"3 Consider him who endured from sinners such hostility against himself, so that you may not grow weary or fainthearted. 4 In your struggle against sin you have not yet resisted to the point of shedding your blood. 5 And have you forgotten the exhortation that addresses you as sons?
“My son, do not regard lightly the discipline of the Lord,
nor be weary when reproved by him.
6 For the Lord disciplines the one he loves,
and chastises every son whom he receives.”
7 It is for discipline that you have to endure. God is treating you as sons. For what son is there whom his father does not discipline? 8 If you are left without discipline, in which all have participated, then you are illegitimate children and not sons.9 Besides this, we have had earthly fathers who disciplined us and we respected them. Shall we not much more be subject to the Father of spirits and live? 10 For they disciplined us for a short time as it seemed best to them, but he disciplines us for our good, that we may share his holiness. 11 For the moment all discipline seems painful rather than pleasant, but later it yields the peaceful fruit of righteousness to those who have been trained by it."
Hebrews 12:3-11
The Apostle now proceeds to unfold the purpose and function of suffering in the Christian life.
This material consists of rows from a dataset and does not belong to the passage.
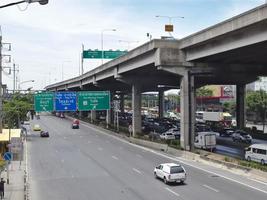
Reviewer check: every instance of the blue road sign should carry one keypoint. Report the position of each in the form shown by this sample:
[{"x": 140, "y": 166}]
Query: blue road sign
[
  {"x": 8, "y": 156},
  {"x": 66, "y": 101}
]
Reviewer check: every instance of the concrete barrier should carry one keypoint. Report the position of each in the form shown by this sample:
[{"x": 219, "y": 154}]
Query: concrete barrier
[{"x": 149, "y": 144}]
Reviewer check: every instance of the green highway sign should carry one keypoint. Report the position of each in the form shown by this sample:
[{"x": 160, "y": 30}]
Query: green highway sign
[
  {"x": 97, "y": 54},
  {"x": 92, "y": 54},
  {"x": 113, "y": 54},
  {"x": 93, "y": 100},
  {"x": 44, "y": 102}
]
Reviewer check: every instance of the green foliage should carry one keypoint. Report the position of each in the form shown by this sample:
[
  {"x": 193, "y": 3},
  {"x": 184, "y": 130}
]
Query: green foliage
[
  {"x": 229, "y": 106},
  {"x": 204, "y": 92},
  {"x": 16, "y": 109}
]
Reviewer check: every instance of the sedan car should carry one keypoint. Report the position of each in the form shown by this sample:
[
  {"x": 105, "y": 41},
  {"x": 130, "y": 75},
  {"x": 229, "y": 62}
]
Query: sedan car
[
  {"x": 44, "y": 134},
  {"x": 36, "y": 127},
  {"x": 167, "y": 136},
  {"x": 241, "y": 136},
  {"x": 226, "y": 132},
  {"x": 170, "y": 172}
]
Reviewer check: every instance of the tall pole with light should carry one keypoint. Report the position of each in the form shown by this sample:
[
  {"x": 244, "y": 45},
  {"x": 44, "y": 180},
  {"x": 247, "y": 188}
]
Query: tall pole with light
[
  {"x": 102, "y": 43},
  {"x": 41, "y": 2},
  {"x": 169, "y": 27},
  {"x": 24, "y": 82},
  {"x": 1, "y": 89},
  {"x": 62, "y": 69},
  {"x": 128, "y": 43}
]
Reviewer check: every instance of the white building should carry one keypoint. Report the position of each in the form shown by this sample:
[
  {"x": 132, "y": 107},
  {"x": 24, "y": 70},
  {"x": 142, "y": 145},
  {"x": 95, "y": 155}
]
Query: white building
[{"x": 258, "y": 85}]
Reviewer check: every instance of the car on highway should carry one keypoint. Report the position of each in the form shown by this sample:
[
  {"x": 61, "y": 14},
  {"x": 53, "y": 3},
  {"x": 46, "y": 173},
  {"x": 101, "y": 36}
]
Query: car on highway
[
  {"x": 241, "y": 136},
  {"x": 75, "y": 124},
  {"x": 257, "y": 153},
  {"x": 227, "y": 132},
  {"x": 167, "y": 136},
  {"x": 36, "y": 127},
  {"x": 44, "y": 134},
  {"x": 170, "y": 172}
]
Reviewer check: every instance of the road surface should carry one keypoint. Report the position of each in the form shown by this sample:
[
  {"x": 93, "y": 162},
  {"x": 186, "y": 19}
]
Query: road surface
[{"x": 89, "y": 164}]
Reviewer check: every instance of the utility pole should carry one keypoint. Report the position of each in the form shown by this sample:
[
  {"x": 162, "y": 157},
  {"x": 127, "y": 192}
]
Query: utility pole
[
  {"x": 82, "y": 59},
  {"x": 1, "y": 87}
]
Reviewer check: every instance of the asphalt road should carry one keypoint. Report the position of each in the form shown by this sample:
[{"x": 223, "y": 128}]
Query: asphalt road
[{"x": 89, "y": 164}]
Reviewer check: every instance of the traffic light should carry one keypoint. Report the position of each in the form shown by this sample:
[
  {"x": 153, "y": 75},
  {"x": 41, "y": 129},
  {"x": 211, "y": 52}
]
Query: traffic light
[{"x": 42, "y": 2}]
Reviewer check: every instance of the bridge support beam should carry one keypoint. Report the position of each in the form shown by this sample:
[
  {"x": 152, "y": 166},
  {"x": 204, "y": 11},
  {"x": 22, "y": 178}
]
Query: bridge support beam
[
  {"x": 187, "y": 111},
  {"x": 161, "y": 103},
  {"x": 240, "y": 105},
  {"x": 136, "y": 106},
  {"x": 122, "y": 103},
  {"x": 93, "y": 116}
]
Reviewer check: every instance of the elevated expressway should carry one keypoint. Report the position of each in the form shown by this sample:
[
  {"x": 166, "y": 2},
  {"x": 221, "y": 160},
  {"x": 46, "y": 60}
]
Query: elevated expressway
[{"x": 231, "y": 52}]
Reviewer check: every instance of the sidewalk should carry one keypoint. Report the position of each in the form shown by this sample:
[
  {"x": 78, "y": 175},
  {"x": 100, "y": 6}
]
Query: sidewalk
[{"x": 15, "y": 189}]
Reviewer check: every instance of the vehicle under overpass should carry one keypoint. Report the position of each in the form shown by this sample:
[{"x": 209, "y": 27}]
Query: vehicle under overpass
[{"x": 231, "y": 52}]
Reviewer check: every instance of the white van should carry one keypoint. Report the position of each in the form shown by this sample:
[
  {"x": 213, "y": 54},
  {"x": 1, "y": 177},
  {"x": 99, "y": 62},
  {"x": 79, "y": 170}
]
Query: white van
[
  {"x": 257, "y": 152},
  {"x": 205, "y": 140}
]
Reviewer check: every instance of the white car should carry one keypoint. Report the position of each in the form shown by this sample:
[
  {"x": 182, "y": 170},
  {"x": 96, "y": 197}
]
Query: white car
[
  {"x": 167, "y": 136},
  {"x": 170, "y": 172}
]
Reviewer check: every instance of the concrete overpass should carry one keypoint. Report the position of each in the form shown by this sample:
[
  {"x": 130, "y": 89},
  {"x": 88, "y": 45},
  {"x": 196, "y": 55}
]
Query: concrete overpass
[{"x": 231, "y": 52}]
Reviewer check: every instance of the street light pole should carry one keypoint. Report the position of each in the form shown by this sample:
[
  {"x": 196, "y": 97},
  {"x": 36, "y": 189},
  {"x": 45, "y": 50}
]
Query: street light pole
[
  {"x": 128, "y": 43},
  {"x": 24, "y": 82},
  {"x": 102, "y": 42},
  {"x": 1, "y": 87}
]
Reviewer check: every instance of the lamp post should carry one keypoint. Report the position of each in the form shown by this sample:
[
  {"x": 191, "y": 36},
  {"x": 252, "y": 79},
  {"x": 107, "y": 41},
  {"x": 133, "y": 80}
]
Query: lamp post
[
  {"x": 128, "y": 43},
  {"x": 102, "y": 41},
  {"x": 24, "y": 82},
  {"x": 169, "y": 17},
  {"x": 169, "y": 27},
  {"x": 41, "y": 2}
]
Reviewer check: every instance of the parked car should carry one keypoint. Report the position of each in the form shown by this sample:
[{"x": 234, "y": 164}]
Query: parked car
[
  {"x": 226, "y": 132},
  {"x": 241, "y": 136},
  {"x": 170, "y": 172},
  {"x": 167, "y": 136},
  {"x": 44, "y": 134},
  {"x": 36, "y": 127},
  {"x": 257, "y": 153},
  {"x": 75, "y": 124}
]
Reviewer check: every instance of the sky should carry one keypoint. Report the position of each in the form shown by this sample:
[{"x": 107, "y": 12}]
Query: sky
[{"x": 46, "y": 40}]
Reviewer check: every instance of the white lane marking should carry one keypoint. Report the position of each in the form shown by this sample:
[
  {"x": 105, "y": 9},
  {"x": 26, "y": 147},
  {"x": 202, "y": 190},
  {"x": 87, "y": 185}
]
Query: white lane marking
[
  {"x": 114, "y": 157},
  {"x": 211, "y": 188},
  {"x": 176, "y": 194},
  {"x": 258, "y": 181},
  {"x": 136, "y": 170},
  {"x": 144, "y": 149}
]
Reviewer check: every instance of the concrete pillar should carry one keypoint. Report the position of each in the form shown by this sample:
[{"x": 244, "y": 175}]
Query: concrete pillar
[
  {"x": 187, "y": 107},
  {"x": 108, "y": 113},
  {"x": 240, "y": 106},
  {"x": 136, "y": 106},
  {"x": 93, "y": 115},
  {"x": 161, "y": 103},
  {"x": 122, "y": 103}
]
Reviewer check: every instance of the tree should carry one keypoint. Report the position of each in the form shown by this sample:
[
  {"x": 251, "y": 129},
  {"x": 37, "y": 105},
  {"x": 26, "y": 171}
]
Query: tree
[
  {"x": 257, "y": 102},
  {"x": 229, "y": 106},
  {"x": 16, "y": 109}
]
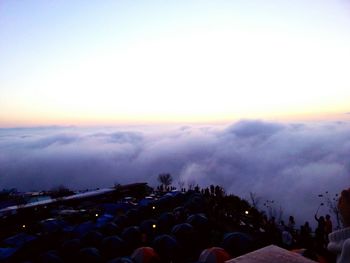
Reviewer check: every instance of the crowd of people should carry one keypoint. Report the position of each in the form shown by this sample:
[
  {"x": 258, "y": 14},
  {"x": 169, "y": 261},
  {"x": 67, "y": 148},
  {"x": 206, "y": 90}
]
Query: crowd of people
[{"x": 199, "y": 225}]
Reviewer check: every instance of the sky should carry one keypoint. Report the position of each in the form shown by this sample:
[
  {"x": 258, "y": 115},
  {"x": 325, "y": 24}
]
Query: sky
[
  {"x": 288, "y": 163},
  {"x": 132, "y": 62}
]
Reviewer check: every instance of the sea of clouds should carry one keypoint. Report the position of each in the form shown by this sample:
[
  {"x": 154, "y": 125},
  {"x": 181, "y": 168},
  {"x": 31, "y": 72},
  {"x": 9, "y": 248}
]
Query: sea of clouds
[{"x": 288, "y": 163}]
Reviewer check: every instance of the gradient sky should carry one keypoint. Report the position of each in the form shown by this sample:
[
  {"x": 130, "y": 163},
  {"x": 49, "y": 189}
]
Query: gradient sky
[{"x": 91, "y": 62}]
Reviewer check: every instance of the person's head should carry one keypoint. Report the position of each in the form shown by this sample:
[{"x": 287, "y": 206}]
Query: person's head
[{"x": 344, "y": 207}]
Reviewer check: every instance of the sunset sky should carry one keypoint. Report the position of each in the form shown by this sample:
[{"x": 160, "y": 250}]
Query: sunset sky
[{"x": 110, "y": 62}]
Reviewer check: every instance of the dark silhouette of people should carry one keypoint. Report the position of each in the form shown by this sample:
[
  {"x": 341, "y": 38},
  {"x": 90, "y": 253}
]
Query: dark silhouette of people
[
  {"x": 320, "y": 232},
  {"x": 339, "y": 241}
]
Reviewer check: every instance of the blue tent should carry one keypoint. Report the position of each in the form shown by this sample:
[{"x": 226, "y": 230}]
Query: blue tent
[
  {"x": 103, "y": 220},
  {"x": 6, "y": 252},
  {"x": 83, "y": 228},
  {"x": 19, "y": 240}
]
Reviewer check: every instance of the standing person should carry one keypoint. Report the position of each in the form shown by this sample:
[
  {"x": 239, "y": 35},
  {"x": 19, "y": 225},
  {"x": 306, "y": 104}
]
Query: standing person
[
  {"x": 328, "y": 227},
  {"x": 320, "y": 232},
  {"x": 291, "y": 224},
  {"x": 339, "y": 241}
]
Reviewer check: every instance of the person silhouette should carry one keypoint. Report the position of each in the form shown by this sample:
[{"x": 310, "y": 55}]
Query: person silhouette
[{"x": 339, "y": 240}]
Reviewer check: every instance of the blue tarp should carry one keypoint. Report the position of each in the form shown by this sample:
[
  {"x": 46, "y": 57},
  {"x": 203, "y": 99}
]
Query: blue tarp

This is a remarkable passage, full of enlightenment and encouragement for hard-pressed believers. We should note two points in particular. The pressures that come upon Christians may certainly originate in Satan, but God permits this and uses it for His own ends. Satan may fire the arrow, but God intercepts it in mid-air and extracts the poison from the point, so that by the time it reaches us it is fraught with blessing. But a certain attitude to it now becomes all-important. We must realise that God is in it - hence the Apostle's excursus on the meaning of chastening. Secondly, the word translated 'chastening' could very accurately be rendered 'education'. This is very illuminating. God's sovereign grace transforms Satan's attacks into an education for His children! We might well entitle the chapter 'With Christ in the School of Suffering'. There is much here to think about. Sometimes children are difficult and fractious in school and will not learn their lessons, and teacher is obliged to 'keep them in' after school hours to go over the lesson again with them. And pupils have been known to be 'kept back' when the others go forward, to repeat a year. Do we not sometimes suffer more as Christians than we need to do, because of our slowness to learn the lessons God is teaching us? Does this throw any light on your problem?